Saturday, February 19, 2011

The Teacher Tenure Bogeyman

A common misstatement of “teacher tenure” is repeated incessantly by certain politicians and in the media. Supposedly, past a certain probationary period, public school teachers cannot, come Hell or high water, be dismissed.

This is nonsense. From my experience, as a union member, a building-level union counselor and, later, an administrator, neither statute nor accurate practice supports this misapprehension.

About all that tenure assures is the teacher’s right to a process of review established to justify, if necessary, his or her dismissal. Tenure is the fair alternative to being dismissed merely because of administrative dislike or political expedience. It is not tenure that prevents bad teachers from dismissal; but, "politics."

I have participated in getting teachers dismissed. It is, in fact, extremely difficult to remove teachers from their positions, no matter how abominably they perform in the classroom, if they have friends or relatives in high places. Nor is it likely they will be touched if there is a teacher shortage. Law requires, not a competent teacher, but a licensed adult to “cover” a class. Licenses are cheaply obtained.

Administrators are busy people, almost always “putting out fires” in their school community. It is really too much to expect them to be able to fairly and consistently evaluate the teachers – often many teachers – in their school.

And then there is the third issue: careerism. Administrators make substantially more money than teachers, in general, and, at retirement, receive substantially higher pensions. In Pennsylvania, a superintendent who averages $150,00 a year (a low salary) in any three years of his or her career and has put in 30 years service in any capacity in a public school system, receives a base monthly pension of approximately $90,000/yr for life. (Variations may occur depending if transfers to other funds outside the state pension system are made at the time of settlement.)**

A classroom teacher whose highest three years of salary during 30 years of service average $65,000 will receive a base pension of $39,000 – less if withdrawals are made. The point? Teachers who “rock the boat” threaten not only an administrator’s possibility of promotion; but, also their retirement income.

Principals get promotions if they don’t rock the superintendent’s or other local politicians’ “boats,” or if they step on those teachers who might rock the boat for them. Promotion in public education administration is substantially political, rather than based on clear, widely accepted technical criteria.

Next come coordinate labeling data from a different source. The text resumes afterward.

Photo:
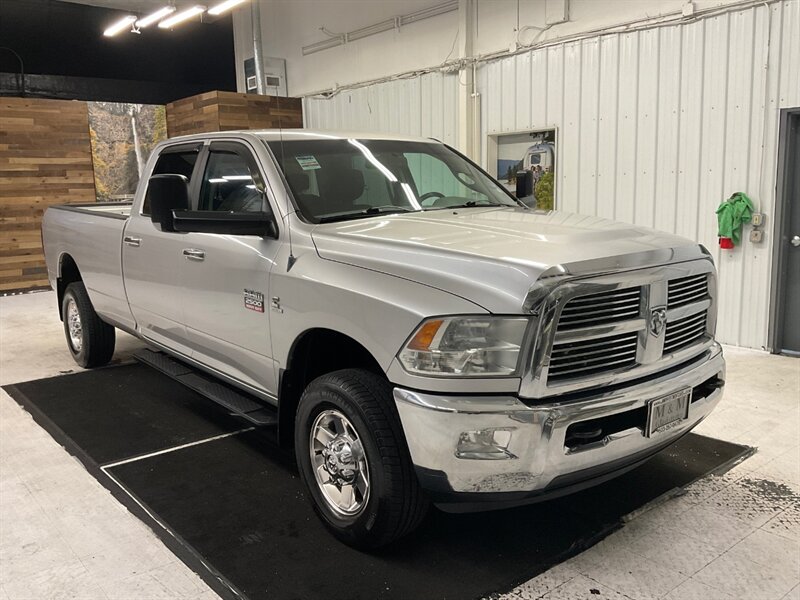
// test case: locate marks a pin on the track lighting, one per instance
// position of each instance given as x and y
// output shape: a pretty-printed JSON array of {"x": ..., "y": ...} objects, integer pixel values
[
  {"x": 182, "y": 16},
  {"x": 224, "y": 6},
  {"x": 155, "y": 17}
]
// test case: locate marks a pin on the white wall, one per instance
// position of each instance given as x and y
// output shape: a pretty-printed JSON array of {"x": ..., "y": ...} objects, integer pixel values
[
  {"x": 288, "y": 25},
  {"x": 655, "y": 127}
]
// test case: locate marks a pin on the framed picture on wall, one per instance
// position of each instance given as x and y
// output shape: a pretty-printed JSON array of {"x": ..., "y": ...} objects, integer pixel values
[
  {"x": 122, "y": 137},
  {"x": 525, "y": 162}
]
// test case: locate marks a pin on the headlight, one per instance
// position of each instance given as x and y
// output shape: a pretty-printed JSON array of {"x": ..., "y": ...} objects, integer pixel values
[{"x": 465, "y": 346}]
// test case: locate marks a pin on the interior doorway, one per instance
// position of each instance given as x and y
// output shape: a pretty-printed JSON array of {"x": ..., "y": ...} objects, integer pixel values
[{"x": 785, "y": 332}]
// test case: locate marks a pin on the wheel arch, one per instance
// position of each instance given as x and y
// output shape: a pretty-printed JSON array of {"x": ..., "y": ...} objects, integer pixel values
[
  {"x": 68, "y": 272},
  {"x": 313, "y": 353}
]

So it is that teacher tenure impedes the expedient, not-to-be-reviewed dismissal of whistleblowers, or of academically demanding teachers, or of targets of some vehement though likely evanescent community unhappiness.

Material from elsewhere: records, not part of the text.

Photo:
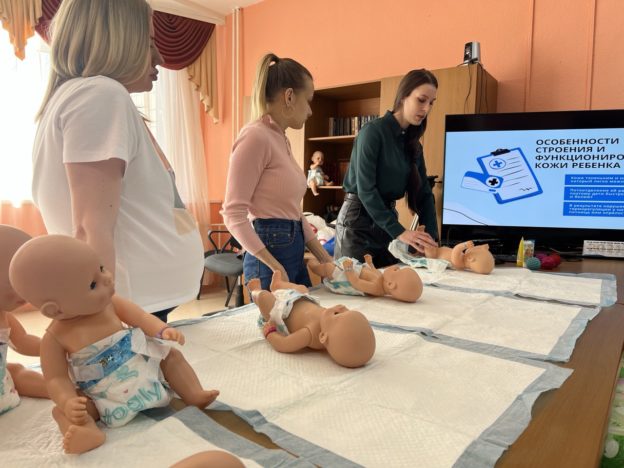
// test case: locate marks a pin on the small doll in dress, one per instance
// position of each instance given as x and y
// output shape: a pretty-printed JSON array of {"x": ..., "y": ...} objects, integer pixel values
[{"x": 316, "y": 176}]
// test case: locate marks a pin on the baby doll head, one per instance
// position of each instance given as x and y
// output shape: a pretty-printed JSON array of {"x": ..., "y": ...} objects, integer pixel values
[
  {"x": 402, "y": 284},
  {"x": 479, "y": 259},
  {"x": 11, "y": 239},
  {"x": 318, "y": 158},
  {"x": 347, "y": 336},
  {"x": 62, "y": 276}
]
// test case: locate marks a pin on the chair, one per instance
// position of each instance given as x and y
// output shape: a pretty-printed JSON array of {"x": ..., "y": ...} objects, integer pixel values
[{"x": 227, "y": 261}]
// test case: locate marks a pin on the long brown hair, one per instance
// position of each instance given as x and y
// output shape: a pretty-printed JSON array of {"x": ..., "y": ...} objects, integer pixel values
[
  {"x": 272, "y": 75},
  {"x": 409, "y": 83}
]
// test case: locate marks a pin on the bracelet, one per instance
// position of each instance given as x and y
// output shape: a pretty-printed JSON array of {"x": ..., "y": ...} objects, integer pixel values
[
  {"x": 270, "y": 330},
  {"x": 159, "y": 334}
]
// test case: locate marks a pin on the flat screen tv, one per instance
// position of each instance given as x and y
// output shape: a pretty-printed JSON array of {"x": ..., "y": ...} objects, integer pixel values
[{"x": 555, "y": 177}]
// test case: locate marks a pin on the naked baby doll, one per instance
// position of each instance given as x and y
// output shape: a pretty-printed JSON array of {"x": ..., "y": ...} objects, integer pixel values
[
  {"x": 15, "y": 379},
  {"x": 316, "y": 176},
  {"x": 94, "y": 366},
  {"x": 465, "y": 255},
  {"x": 294, "y": 321},
  {"x": 348, "y": 276}
]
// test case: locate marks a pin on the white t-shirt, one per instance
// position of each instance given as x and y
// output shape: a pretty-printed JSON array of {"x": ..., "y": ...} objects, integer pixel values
[{"x": 159, "y": 253}]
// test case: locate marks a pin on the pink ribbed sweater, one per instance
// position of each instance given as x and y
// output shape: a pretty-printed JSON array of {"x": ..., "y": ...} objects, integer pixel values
[{"x": 264, "y": 181}]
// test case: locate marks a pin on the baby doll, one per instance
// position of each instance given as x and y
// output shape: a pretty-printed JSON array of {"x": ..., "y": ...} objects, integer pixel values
[
  {"x": 115, "y": 371},
  {"x": 210, "y": 458},
  {"x": 465, "y": 256},
  {"x": 18, "y": 380},
  {"x": 316, "y": 176},
  {"x": 344, "y": 276},
  {"x": 303, "y": 323}
]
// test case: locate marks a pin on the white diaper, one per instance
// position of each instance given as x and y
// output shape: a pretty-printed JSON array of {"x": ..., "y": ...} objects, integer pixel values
[
  {"x": 9, "y": 398},
  {"x": 284, "y": 301},
  {"x": 339, "y": 283},
  {"x": 121, "y": 374}
]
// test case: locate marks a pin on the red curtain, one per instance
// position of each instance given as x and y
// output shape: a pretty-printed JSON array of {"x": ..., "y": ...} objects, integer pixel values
[{"x": 180, "y": 40}]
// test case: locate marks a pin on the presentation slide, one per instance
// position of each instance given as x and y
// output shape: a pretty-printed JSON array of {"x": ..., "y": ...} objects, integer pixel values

The fourth issue is cowardice. Some people want to be leaders and bask in the deference accorded them by their subordinates. But they cannot discipline their troops when needed. So the most glaring incompetence will be tolerated, especially if it is accompanied by obsequiousness.

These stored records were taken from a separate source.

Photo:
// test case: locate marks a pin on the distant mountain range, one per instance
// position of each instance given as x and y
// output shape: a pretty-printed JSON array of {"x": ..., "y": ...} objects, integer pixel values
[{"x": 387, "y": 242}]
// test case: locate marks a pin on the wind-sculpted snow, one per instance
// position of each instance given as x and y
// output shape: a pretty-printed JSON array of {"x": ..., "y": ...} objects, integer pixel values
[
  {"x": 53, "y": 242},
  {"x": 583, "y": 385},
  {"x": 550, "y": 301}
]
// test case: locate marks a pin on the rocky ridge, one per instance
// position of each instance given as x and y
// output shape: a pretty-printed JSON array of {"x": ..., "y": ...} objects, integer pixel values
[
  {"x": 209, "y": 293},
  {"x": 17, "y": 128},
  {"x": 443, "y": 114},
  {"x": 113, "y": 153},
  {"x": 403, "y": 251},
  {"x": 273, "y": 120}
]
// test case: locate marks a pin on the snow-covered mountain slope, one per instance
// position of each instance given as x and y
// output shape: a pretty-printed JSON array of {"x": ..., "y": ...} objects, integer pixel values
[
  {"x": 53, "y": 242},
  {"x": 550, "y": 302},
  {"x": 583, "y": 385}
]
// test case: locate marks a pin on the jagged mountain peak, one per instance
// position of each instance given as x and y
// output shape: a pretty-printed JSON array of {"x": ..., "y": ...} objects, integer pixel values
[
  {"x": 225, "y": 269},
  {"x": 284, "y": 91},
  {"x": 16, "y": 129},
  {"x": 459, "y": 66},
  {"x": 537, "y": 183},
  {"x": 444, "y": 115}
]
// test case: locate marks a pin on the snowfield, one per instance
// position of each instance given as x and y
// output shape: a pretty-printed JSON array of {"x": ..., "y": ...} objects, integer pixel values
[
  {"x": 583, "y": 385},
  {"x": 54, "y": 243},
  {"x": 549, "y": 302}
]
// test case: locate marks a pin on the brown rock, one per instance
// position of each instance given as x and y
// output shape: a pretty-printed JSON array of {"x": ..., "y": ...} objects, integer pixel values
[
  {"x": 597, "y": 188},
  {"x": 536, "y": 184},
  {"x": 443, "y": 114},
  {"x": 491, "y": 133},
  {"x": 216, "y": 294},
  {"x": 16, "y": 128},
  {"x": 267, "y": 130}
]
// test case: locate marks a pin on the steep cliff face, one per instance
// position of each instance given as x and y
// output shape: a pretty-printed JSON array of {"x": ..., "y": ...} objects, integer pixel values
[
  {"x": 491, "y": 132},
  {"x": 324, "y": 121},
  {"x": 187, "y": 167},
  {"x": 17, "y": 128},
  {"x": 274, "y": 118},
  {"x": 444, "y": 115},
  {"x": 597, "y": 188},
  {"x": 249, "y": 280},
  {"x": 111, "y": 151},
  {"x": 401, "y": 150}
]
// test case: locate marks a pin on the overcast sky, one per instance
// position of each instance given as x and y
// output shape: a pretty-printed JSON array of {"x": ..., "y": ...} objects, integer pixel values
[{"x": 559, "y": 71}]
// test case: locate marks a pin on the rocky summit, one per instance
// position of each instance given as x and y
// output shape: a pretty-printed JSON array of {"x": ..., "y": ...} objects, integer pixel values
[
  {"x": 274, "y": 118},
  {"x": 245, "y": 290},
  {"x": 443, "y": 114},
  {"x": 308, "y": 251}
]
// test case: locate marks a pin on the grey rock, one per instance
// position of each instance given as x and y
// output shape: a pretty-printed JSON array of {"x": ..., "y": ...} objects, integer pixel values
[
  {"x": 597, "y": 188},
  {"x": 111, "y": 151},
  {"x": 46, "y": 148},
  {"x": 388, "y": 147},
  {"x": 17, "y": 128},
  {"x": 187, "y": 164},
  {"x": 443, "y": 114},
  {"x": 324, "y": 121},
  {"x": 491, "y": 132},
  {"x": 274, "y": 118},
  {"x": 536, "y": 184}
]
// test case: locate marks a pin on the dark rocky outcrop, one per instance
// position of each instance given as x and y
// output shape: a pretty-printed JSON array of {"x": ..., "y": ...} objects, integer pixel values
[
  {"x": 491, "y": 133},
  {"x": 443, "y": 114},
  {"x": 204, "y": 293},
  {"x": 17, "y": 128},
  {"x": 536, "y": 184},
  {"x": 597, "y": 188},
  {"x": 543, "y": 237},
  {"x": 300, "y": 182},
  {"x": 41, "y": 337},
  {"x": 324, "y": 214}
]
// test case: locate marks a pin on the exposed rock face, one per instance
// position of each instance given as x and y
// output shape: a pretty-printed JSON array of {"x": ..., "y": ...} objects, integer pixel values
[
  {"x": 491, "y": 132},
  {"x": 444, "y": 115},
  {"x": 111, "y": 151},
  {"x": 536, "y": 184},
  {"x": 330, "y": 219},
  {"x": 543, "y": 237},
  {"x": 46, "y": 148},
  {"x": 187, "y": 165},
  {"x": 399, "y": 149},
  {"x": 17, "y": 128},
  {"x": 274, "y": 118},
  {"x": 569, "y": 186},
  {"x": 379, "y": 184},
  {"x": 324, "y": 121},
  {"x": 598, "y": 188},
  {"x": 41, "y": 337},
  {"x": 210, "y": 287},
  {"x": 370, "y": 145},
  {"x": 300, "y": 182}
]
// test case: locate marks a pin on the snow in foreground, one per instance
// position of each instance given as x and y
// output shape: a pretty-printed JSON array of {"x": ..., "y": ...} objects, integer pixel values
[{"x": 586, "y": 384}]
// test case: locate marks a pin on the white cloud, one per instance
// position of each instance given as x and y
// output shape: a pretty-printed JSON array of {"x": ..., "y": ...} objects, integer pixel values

To examine these issues further, see Teacher Evaluation: Educational Process for Pedagogical Improvement Or Punitive, Political Tool?
** The general formula is this: Base pension per year = 2% x (years of service) x (average of three highest yearly salaries). For example, 2% of 30years = 0.60 If superintendent's three highest paid years whenever they occurred were $130M, $150M, and $170M, averaging $150M, then 0.60 x $150M = $90 before transfers, deductions and adjustments. Many retire with both 40 years service and higher salary averages.